Consumers are maintaining their holiday spend in 2013 but the middle aged and less affluent are still cutting back, a new report shows.

While holidays remain a key spending priority – particularly for older and more affluent consumers – they are also at risk of being cut if necessary.

The average number of holidays taken is increasing again, but so is the proportion of consumers taking no holidays at all.

The findings come from the latest PwC consumer behaviour and travel survey.

Head of hospitality and leisure David Trunkfield said: “Hard pressed UK consumers are taking a close look at the holidays they have and thinking carefully about what they do and how best to spend their money.

“They really don’t want to give up holidays unless they have to.
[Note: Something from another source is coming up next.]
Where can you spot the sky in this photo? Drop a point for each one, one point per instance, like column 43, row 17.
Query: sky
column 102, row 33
“They are trading down and shortening holidays to save money, rather than staying in the UK, or cutting short breaks. They are also more likely to spend less when they get there, stay for less time, or find a cheaper location.”

Those surveyed are more likely to spend less on dining out, takeaways and clothing, shoes and accessories rather than cut down on their main holiday or short breaks over the next 12 months.

Trunkfield said: “Overall spend on non-discretionary items is at an all-time high and accounted for over 50% of all consumer spending for the first time in 2013.

“However, inflation on essentials has declined slightly, meaning there may be more scope for discretionary spending going forward.

“With these recent declines in inflation, the picture for discretionary consumer spending is looking a little more positive, and it looks like consumers are done with cutting back on holiday spend and are looking to cut back on other areas, like dining out and takeaways, if they have to.”